The consequences for not making it to class on time vary from school to school, with some more strict than others. But, administrators agree not tackling tardiness has  consequences that can reach beyond the classroom.

"If they're not in class on time, learning, then where are they?" said East High School Principal Paul Sagers. "That's where you have your school violations, that's where you have your fights."

There is no state law or State Board of Education rule that details how schools should deal with less than prompt students. Carol Lear, director of law and legislation at the State Office of Education, said there is a state legal precedent that discourages schools from tying attendance to an academic grades. That means students who do well in a class shouldn't have their tardies in that class count against their grade without a way for them to make it up.

"Those kind of attendance-related issues … should not be a part of the academic grade," Lear said of the precedent.

But that doesn't mean schools have no recourse when it comes to perpetually late students. Tardiness is disruptive to the learning environment, and schools need to have leverage in order to discourage it, Sagers said.

Last year, East implemented a fine system for students who don't clear up their tardies through detention.

School administrators "sweep the halls" walking through the school's four stories a few minutes after the tardy bell rings between every class. Students still in the hall are rounded up and issued citations, which can be worked off by attending one after school detention. Students who fail to make it up within a certain time period are fined $5.

Once the school implemented the new policy, the change was remarkable, Sagers said. "We had parents calling in saying 'my goodness my kids are rushing me out the door.'"

Lear said that while tardies aren't supposed to be tied to academic grades, schools can have graduation requirements that hinge on things like attendance and behavior.

In order to graduate from Murray High, for instance, students must meet "citizenship" requirements. According to the district's online attendance policy, students who are tardy to a course two or more times receive an "unsatisfactory" mark in citizenship for that class. In order to have the "U" remediated, they must attend one 45-minute detention before or after school within 10 days of the tardy, according to the policy.

Students who are 10 or more minutes late, however, are considered absent, and receive a "U" that requires three 45 minute detentions to remediate.

It can be hard to strike the right balance between discouraging tardiness and being too punitive, Lear said. She's heard from some parents who feel schools are so strict on tardies, parents would "rather have them miss the class and then write them a excuse."

Ultimately, it's up to the local administration to decide what works best for them.

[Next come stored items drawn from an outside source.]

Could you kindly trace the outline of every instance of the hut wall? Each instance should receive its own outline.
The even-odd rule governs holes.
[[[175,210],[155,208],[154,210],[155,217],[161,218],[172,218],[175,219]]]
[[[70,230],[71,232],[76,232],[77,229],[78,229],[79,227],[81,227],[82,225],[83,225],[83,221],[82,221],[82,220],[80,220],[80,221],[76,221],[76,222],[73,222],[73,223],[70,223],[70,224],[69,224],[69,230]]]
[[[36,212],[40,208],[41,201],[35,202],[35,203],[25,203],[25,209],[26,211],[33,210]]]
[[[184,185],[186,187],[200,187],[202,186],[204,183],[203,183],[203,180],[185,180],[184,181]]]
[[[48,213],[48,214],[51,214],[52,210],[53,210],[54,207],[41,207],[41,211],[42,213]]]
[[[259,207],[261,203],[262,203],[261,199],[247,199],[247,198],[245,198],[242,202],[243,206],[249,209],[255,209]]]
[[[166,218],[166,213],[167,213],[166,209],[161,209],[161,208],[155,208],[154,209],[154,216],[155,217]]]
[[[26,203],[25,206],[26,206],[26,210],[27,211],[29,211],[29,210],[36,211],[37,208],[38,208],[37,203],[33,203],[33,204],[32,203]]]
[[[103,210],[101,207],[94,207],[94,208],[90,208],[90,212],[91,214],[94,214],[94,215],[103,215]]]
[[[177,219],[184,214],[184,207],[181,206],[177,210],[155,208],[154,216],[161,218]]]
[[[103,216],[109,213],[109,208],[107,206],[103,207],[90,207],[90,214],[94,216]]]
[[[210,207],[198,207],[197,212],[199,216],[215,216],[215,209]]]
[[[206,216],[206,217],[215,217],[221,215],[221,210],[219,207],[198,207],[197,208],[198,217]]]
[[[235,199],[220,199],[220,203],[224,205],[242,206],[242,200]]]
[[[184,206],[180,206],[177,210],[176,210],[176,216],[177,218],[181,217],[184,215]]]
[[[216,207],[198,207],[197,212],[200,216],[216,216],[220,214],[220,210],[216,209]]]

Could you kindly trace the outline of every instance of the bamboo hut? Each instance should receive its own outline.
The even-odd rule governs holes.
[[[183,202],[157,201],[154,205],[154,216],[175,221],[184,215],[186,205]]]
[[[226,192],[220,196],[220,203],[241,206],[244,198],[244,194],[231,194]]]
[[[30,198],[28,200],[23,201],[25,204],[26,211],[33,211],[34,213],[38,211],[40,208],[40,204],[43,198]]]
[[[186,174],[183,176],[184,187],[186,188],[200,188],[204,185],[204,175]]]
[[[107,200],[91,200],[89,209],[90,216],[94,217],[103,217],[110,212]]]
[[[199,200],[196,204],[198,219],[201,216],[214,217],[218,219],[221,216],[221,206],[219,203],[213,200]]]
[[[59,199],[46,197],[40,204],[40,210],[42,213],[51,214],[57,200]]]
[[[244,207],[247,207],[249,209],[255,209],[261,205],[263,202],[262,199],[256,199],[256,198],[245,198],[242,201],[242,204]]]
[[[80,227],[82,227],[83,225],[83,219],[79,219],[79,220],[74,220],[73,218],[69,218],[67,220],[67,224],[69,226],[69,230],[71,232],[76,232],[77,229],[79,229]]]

The policy at Riverton High School in the Jordan School District has been in the works for more than five years, said Principal Brad Sorensen. It's been tweaked and measured to ensure it's not too punitive or too lax, he said. Students are allowed two tardies per class per term. Beyond that, they have to go to attendance school after class or else their grades will be docked.

Lear said the most effective policies she's seen are those that don't seek to punish, but motivate instead. Teachers who have scheduled quizzes at the beginning of class or go the extra mile to make their classes meaningful can motivate kids to be on time, she said.

When teachers and administrators don't have a handle on the problem, all students suffer, she said.

"Really, you should start figuring out some strategies to get students to class on time," she said. "It's overwhelming when you're trying to teach classes when you've got kids coming in and out."